Warten wir also geduldig auf die nächsten Verwahrlosungsfälle, die aufgrund der von höchster Stelle attestierten Unfähigkeit der Verantwortlichen in den Bezirken zwangsläufig geschehen werden.

Anhang:

§ 8a Schutzauftrag bei Kindeswohlgefährdung

(1) Werden dem Jugendamt gewichtige Anhaltspunkte für die Gefährdung des Wohls eines Kindes oder Jugendlichen bekannt, so hat es das Gefährdungsrisiko im Zusammenwirken mehrerer Fachkräfte abzuschätzen. Dabei sind die Personen-sorgeberechtigten sowie das Kind oder der Jugendliche einzubeziehen, soweit hierdurch der wirksame Schutz des Kindes oder des Jugendlichen nicht in Frage gestellt wird. Hält das Jugendamt zur Abwendung der Gefährdung die Gewährung von Hilfen für geeignet und notwendig, so hat es diese den Personensorgeberechtigten oder den Erziehungsberechtigten anzubieten.

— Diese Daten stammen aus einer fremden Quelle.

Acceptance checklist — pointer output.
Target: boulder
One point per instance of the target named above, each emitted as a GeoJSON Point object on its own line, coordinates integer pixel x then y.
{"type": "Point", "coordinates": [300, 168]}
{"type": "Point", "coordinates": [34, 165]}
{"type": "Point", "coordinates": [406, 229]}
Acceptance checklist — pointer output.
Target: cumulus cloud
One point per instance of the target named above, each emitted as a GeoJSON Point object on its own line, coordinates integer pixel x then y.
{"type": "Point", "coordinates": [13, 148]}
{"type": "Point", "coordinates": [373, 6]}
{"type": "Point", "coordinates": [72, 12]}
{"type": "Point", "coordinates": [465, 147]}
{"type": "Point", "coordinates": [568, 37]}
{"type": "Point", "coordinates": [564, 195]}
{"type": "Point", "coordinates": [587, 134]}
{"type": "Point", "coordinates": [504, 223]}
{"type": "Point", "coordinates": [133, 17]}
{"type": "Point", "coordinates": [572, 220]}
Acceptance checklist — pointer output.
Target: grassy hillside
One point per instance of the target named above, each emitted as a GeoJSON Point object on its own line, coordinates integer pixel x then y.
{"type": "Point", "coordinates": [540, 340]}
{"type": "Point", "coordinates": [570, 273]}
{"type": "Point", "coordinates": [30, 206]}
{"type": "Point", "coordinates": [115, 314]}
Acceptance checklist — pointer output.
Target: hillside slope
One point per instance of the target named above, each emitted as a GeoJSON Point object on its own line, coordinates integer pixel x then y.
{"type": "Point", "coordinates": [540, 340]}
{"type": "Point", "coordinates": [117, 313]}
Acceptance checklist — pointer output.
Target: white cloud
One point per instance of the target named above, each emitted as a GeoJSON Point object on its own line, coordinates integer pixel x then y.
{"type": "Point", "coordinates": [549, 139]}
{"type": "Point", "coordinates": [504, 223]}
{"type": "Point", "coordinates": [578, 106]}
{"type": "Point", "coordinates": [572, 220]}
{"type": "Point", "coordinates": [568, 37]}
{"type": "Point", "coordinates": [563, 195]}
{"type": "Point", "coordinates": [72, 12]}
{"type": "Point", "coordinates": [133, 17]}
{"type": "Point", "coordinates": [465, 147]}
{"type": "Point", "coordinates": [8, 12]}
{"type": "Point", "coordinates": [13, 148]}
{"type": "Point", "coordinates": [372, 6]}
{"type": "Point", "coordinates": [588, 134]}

(2) In Vereinbarungen mit den Trägern von Einrichtungen und Diensten, die Leistungen nach diesem Buch erbringen, ist sicherzustellen, dass deren Fachkräfte den Schutzauftrag nach Absatz 1 in entsprechender Weise wahrnehmen und bei der Abschätzung des Gefährdungsrisikos eine insoweit erfahrene Fachkraft hinzuziehen. Insbesondere ist die Verpflichtung aufzunehmen, dass die Fachkräfte bei den Personensorgeberechtigten oder den Erziehungsberechtigten auf die Inan-spruchnahme von Hilfen hinwirken, wenn sie diese für erforderlich halten, und das Jugendamt informieren, falls die angenommenen Hilfen nicht ausreichend erscheinen, um die Gefährdung abzuwenden.

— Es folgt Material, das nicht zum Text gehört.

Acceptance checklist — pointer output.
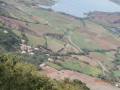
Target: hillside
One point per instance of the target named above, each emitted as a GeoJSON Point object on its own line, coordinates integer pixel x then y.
{"type": "Point", "coordinates": [59, 44]}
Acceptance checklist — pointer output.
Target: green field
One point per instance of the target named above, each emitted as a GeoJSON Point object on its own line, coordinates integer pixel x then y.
{"type": "Point", "coordinates": [90, 70]}
{"type": "Point", "coordinates": [54, 45]}
{"type": "Point", "coordinates": [104, 56]}
{"type": "Point", "coordinates": [34, 41]}
{"type": "Point", "coordinates": [78, 39]}
{"type": "Point", "coordinates": [53, 65]}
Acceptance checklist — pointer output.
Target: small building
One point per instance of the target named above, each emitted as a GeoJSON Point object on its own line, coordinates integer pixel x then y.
{"type": "Point", "coordinates": [31, 53]}
{"type": "Point", "coordinates": [29, 50]}
{"type": "Point", "coordinates": [59, 61]}
{"type": "Point", "coordinates": [47, 55]}
{"type": "Point", "coordinates": [23, 41]}
{"type": "Point", "coordinates": [5, 31]}
{"type": "Point", "coordinates": [42, 65]}
{"type": "Point", "coordinates": [23, 52]}
{"type": "Point", "coordinates": [36, 49]}
{"type": "Point", "coordinates": [49, 59]}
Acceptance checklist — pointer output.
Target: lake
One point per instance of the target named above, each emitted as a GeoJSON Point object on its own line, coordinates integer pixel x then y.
{"type": "Point", "coordinates": [79, 7]}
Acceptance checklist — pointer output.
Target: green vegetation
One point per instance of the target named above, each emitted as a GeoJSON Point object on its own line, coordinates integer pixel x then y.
{"type": "Point", "coordinates": [15, 75]}
{"type": "Point", "coordinates": [117, 73]}
{"type": "Point", "coordinates": [90, 70]}
{"type": "Point", "coordinates": [79, 40]}
{"type": "Point", "coordinates": [8, 40]}
{"type": "Point", "coordinates": [34, 40]}
{"type": "Point", "coordinates": [53, 65]}
{"type": "Point", "coordinates": [104, 56]}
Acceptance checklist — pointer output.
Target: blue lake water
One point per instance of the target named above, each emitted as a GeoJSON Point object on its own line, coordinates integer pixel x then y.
{"type": "Point", "coordinates": [79, 7]}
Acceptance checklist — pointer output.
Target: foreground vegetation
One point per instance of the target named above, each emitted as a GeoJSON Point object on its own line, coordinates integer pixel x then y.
{"type": "Point", "coordinates": [16, 75]}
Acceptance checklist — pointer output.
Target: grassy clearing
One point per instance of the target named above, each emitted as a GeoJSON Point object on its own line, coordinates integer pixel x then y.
{"type": "Point", "coordinates": [117, 72]}
{"type": "Point", "coordinates": [94, 27]}
{"type": "Point", "coordinates": [54, 45]}
{"type": "Point", "coordinates": [78, 39]}
{"type": "Point", "coordinates": [104, 56]}
{"type": "Point", "coordinates": [90, 70]}
{"type": "Point", "coordinates": [54, 19]}
{"type": "Point", "coordinates": [34, 41]}
{"type": "Point", "coordinates": [53, 65]}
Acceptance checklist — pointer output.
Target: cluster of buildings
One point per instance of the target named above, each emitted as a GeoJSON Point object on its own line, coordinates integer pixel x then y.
{"type": "Point", "coordinates": [27, 49]}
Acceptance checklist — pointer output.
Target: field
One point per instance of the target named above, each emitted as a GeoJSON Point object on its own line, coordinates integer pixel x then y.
{"type": "Point", "coordinates": [78, 39]}
{"type": "Point", "coordinates": [89, 70]}
{"type": "Point", "coordinates": [42, 29]}
{"type": "Point", "coordinates": [59, 75]}
{"type": "Point", "coordinates": [54, 45]}
{"type": "Point", "coordinates": [53, 65]}
{"type": "Point", "coordinates": [34, 40]}
{"type": "Point", "coordinates": [86, 59]}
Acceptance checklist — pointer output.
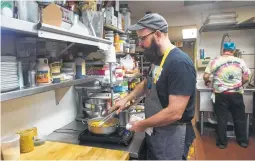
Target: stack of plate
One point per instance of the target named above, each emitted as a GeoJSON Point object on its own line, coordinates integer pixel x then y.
{"type": "Point", "coordinates": [9, 73]}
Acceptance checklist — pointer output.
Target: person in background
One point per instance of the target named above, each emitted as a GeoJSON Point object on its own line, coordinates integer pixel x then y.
{"type": "Point", "coordinates": [170, 92]}
{"type": "Point", "coordinates": [229, 75]}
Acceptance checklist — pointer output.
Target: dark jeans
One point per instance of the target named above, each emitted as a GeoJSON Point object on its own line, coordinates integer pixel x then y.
{"type": "Point", "coordinates": [233, 103]}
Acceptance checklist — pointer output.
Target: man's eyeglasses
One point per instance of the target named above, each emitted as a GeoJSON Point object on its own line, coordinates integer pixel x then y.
{"type": "Point", "coordinates": [141, 39]}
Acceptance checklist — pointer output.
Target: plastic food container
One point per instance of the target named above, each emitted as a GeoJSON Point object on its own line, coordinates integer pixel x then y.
{"type": "Point", "coordinates": [26, 140]}
{"type": "Point", "coordinates": [11, 147]}
{"type": "Point", "coordinates": [132, 48]}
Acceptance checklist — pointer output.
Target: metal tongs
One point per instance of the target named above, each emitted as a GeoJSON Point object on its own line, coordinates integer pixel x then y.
{"type": "Point", "coordinates": [106, 118]}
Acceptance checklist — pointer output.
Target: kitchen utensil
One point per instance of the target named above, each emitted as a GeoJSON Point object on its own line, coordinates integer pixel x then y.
{"type": "Point", "coordinates": [107, 118]}
{"type": "Point", "coordinates": [31, 78]}
{"type": "Point", "coordinates": [10, 147]}
{"type": "Point", "coordinates": [124, 117]}
{"type": "Point", "coordinates": [120, 136]}
{"type": "Point", "coordinates": [103, 130]}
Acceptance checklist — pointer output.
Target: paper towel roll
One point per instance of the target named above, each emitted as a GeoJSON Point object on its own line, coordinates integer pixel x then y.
{"type": "Point", "coordinates": [110, 55]}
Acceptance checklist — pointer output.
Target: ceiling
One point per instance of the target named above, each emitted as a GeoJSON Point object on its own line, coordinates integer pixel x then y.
{"type": "Point", "coordinates": [167, 8]}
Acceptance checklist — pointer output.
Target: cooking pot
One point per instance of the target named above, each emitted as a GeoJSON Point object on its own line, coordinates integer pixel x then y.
{"type": "Point", "coordinates": [95, 107]}
{"type": "Point", "coordinates": [103, 130]}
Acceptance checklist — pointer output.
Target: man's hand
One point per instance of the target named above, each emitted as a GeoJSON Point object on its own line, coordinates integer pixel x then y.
{"type": "Point", "coordinates": [207, 83]}
{"type": "Point", "coordinates": [137, 126]}
{"type": "Point", "coordinates": [206, 79]}
{"type": "Point", "coordinates": [120, 105]}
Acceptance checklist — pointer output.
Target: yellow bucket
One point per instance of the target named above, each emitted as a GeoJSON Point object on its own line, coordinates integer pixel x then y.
{"type": "Point", "coordinates": [27, 140]}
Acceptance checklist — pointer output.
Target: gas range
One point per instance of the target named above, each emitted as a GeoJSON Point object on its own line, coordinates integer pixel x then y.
{"type": "Point", "coordinates": [121, 136]}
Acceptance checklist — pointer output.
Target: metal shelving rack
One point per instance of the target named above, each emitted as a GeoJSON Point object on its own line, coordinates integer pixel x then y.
{"type": "Point", "coordinates": [54, 33]}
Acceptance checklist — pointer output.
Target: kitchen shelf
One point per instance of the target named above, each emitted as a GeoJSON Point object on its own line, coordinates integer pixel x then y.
{"type": "Point", "coordinates": [241, 26]}
{"type": "Point", "coordinates": [113, 28]}
{"type": "Point", "coordinates": [18, 25]}
{"type": "Point", "coordinates": [56, 33]}
{"type": "Point", "coordinates": [124, 54]}
{"type": "Point", "coordinates": [43, 88]}
{"type": "Point", "coordinates": [52, 32]}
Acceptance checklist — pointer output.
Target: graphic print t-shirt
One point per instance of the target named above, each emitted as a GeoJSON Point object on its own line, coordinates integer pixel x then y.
{"type": "Point", "coordinates": [227, 73]}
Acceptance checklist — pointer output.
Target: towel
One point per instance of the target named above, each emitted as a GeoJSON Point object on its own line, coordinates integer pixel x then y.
{"type": "Point", "coordinates": [134, 118]}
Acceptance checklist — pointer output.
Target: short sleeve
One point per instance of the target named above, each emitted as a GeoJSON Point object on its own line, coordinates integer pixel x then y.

(3) Hält das Jugendamt das Tätigwerden des Familiengerichts für erforderlich, so hat es das Gericht anzurufen; dies gilt auch, wenn die Personensorgeberechtigten oder die Erziehungsberechtigten nicht bereit oder in der Lage sind, bei der Abschätzung des Gefährdungsrisikos mitzuwirken. Besteht eine dringende Gefahr und kann die Entscheidung des Gerichts nicht abgewartet werden, so ist das Jugendamt verpflichtet, das Kind oder den Jugendlichen in Obhut zu nehmen.

(4) Soweit zur Abwendung der Gefährdung das Tätigwerden anderer Leistungsträger, der Einrichtungen der Gesundheitshilfe oder der Polizei notwendig ist, hat das Jugendamt auf die Inanspruchnahme durch die Personensorgeberechtigten oder die Erziehungsberechtigten hinzuwirken. Ist ein sofortiges Tätigwerden erforderlich und wirken die Personensorgeberechtigten oder die Erziehungsberechtigten nicht mit, so schaltet das Jugendamt die anderen zur Abwendung der Gefährdung zuständigen Stellen selbst ein.

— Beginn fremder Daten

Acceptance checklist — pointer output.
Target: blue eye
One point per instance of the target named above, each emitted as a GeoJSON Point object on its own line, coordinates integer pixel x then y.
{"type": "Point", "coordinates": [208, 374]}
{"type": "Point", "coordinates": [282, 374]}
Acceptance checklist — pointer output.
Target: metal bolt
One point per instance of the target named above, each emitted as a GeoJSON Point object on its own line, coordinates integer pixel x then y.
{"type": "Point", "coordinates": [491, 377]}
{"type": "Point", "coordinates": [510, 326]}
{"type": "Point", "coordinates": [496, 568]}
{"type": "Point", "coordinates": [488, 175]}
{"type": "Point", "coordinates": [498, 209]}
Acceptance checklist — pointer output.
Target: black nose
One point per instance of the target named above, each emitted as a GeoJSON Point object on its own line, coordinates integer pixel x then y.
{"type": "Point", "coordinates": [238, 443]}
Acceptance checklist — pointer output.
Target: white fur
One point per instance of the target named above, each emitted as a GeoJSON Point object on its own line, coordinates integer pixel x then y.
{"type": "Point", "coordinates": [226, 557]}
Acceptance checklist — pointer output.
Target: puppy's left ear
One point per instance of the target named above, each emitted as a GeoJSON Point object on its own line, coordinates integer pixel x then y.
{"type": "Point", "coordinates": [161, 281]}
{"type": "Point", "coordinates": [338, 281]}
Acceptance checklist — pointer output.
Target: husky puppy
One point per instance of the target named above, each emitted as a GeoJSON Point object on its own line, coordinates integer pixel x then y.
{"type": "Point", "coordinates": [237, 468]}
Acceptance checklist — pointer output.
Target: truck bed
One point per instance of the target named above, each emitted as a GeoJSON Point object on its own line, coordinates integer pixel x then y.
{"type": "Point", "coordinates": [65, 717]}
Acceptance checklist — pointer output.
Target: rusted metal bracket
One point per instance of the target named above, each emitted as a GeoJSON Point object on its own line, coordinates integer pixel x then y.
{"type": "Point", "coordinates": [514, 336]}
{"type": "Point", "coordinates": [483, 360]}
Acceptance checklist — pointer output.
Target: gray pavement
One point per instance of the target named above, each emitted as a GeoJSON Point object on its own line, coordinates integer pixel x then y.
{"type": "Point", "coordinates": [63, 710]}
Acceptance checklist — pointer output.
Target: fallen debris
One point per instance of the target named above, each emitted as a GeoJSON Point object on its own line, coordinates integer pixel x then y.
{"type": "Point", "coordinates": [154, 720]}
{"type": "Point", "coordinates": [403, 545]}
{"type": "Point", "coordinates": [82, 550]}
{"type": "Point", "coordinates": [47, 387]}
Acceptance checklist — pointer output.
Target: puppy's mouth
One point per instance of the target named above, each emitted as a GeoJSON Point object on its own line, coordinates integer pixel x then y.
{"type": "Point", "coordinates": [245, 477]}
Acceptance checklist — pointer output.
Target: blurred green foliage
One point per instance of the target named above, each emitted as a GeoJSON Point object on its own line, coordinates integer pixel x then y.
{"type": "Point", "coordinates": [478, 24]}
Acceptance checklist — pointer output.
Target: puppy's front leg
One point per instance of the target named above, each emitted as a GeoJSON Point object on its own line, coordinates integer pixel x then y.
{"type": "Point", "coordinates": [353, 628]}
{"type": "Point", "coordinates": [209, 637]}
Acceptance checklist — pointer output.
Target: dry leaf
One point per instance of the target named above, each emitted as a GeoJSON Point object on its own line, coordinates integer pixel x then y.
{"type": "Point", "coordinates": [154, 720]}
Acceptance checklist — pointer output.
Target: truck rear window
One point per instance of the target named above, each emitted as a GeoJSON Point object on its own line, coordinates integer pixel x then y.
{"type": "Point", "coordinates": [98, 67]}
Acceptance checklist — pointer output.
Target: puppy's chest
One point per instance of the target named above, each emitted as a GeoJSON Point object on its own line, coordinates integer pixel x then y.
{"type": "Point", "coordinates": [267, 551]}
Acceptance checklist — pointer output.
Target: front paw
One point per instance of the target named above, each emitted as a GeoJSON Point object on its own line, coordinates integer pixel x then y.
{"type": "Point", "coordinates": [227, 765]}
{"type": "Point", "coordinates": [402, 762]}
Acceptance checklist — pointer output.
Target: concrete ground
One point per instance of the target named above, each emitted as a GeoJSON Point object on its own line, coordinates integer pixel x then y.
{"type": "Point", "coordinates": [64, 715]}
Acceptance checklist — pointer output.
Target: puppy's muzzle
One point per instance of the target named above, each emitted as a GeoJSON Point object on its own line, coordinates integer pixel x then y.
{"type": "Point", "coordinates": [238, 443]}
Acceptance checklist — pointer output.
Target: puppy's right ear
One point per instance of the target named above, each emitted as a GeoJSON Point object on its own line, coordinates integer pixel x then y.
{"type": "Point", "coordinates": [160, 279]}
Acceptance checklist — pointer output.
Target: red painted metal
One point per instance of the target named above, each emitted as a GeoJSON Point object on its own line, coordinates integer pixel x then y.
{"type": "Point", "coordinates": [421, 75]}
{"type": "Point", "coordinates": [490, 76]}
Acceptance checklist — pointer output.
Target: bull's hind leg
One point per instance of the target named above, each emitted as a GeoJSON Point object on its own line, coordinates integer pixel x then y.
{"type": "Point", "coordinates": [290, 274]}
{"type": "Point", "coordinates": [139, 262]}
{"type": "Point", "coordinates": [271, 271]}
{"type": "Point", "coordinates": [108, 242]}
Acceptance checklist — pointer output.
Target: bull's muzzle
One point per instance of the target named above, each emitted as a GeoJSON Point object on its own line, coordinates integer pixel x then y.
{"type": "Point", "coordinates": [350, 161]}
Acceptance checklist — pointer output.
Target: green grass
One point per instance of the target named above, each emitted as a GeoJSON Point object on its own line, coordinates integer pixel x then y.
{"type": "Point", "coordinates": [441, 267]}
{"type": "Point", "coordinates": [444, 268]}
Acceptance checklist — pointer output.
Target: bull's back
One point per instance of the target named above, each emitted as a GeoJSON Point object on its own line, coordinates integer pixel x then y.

§ 72 Mitarbeiter, Fortbildung

(1) Die Träger der öffentlichen Jugendhilfe sollen bei den Jugendämtern und Landesjugendämtern hauptberuflich nur Personen beschäftigen, die sich für die jeweilige Aufgabe nach ihrer Persönlichkeit eignen und eine dieser Aufgabe entsprechende Ausbildung erhalten haben (Fachkräfte) oder aufgrund besonderer Erfahrungen in der sozialen Arbeit in der Lage sind, die Aufgabe zu erfüllen. Soweit die jeweilige Aufgabe dies erfordert, sind mit ihrer Wahrnehmung nur Fachkräfte oder Fachkräfte mit entsprechender Zusatzausbildung zu betrauen. 3Fachkräfte verschiedener Fachrichtungen sollen zusammenwirken, soweit die jeweilige Aufgabe dies erfordert.

(2) Leitende Funktionen des Jugendamts oder des Landesjugendamts sollen in der Regel nur Fachkräften übertragen werden.

(3) Die Träger der öffentlichen Jugendhilfe haben Fortbildung und Praxisberatung der Mitarbeiter des Jugendamts und des Landesjugendamts sicherzustellen.